I suppose the only way to begin such a post as this is to come right out and say it. Because that's the nature of trauma. It's surprising, unexpected, bewildering, and leaves everything different. Beginning at the age of six, I was sexually abused by someone that I loved and trusted. The abuse lasted for seven years. I can say this now, because I finally understand that this isn't MY shame. I can say this because I finally feel as though I have healed; I have finally come to terms with my abuse; I finally trust myself; I finally like myself, and I am no longer afraid. Of course saying this doesn't mean that I still don't get sad from time to time, or that I never have bad days. But on the whole, I am happier and healthier than I have ever been.
Experts say that sexual assault and sexual abuse is about power, and that the hardest thing to face for the survivor is his/her loss of power. Yes, the power that I should have had over my own body was taken from me. The power that comes from feeling safe in the world, from feeling like a valued and valuable person, the power that comes from having healthy self-esteem, was all unjustly taken.

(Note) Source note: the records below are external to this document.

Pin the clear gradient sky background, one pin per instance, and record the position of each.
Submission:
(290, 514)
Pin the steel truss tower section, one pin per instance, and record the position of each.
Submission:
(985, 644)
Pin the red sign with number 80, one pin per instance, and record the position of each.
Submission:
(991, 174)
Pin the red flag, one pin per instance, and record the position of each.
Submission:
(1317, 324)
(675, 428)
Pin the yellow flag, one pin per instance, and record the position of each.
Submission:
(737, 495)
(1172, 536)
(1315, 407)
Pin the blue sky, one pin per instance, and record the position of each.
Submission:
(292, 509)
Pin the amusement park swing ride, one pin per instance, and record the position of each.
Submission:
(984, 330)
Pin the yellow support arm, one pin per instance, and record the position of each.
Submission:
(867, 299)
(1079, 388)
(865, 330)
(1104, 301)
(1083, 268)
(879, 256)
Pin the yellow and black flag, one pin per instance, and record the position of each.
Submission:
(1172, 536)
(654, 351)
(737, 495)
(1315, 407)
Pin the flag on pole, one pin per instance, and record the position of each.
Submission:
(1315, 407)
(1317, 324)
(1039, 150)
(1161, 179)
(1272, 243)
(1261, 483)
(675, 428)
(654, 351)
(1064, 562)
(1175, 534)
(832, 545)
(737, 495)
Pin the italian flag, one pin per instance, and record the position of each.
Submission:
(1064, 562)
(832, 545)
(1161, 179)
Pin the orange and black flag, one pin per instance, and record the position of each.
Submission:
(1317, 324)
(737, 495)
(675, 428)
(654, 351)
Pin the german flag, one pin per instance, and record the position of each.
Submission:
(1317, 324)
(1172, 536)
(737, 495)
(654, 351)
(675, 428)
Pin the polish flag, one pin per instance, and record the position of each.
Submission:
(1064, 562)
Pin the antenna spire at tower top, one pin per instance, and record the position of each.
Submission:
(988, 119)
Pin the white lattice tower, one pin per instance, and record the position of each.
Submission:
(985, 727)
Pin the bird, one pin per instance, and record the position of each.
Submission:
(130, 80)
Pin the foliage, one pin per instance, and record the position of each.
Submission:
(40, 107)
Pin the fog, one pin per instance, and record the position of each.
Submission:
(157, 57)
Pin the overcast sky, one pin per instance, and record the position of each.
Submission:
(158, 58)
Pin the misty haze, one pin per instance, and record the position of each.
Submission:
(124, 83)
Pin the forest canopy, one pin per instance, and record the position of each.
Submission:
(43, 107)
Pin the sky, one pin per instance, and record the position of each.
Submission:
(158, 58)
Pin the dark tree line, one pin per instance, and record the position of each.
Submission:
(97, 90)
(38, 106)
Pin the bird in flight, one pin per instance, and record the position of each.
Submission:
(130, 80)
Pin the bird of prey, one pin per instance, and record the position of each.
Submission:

But for me, facing and healing from this reality was not the most difficult thing. What caused the most emotional pain, what was the hardest to face, was the reality that my abuser considered my very humanity inconsequential, if not non-existent. That most sacred and most valuable part of who I am didn't matter to him. What should have been absolutely apparent—my personhood, my dignity—he didn't recognize. To know that someone could desecrate the most sacred aspect of who I am and not even realize the gravity of such an act, was frightening, heartbreaking, and the betrayal crushing. My abuser didn't see my humanity, and of all the things that happened, it was this singular fact that I felt was the most violating.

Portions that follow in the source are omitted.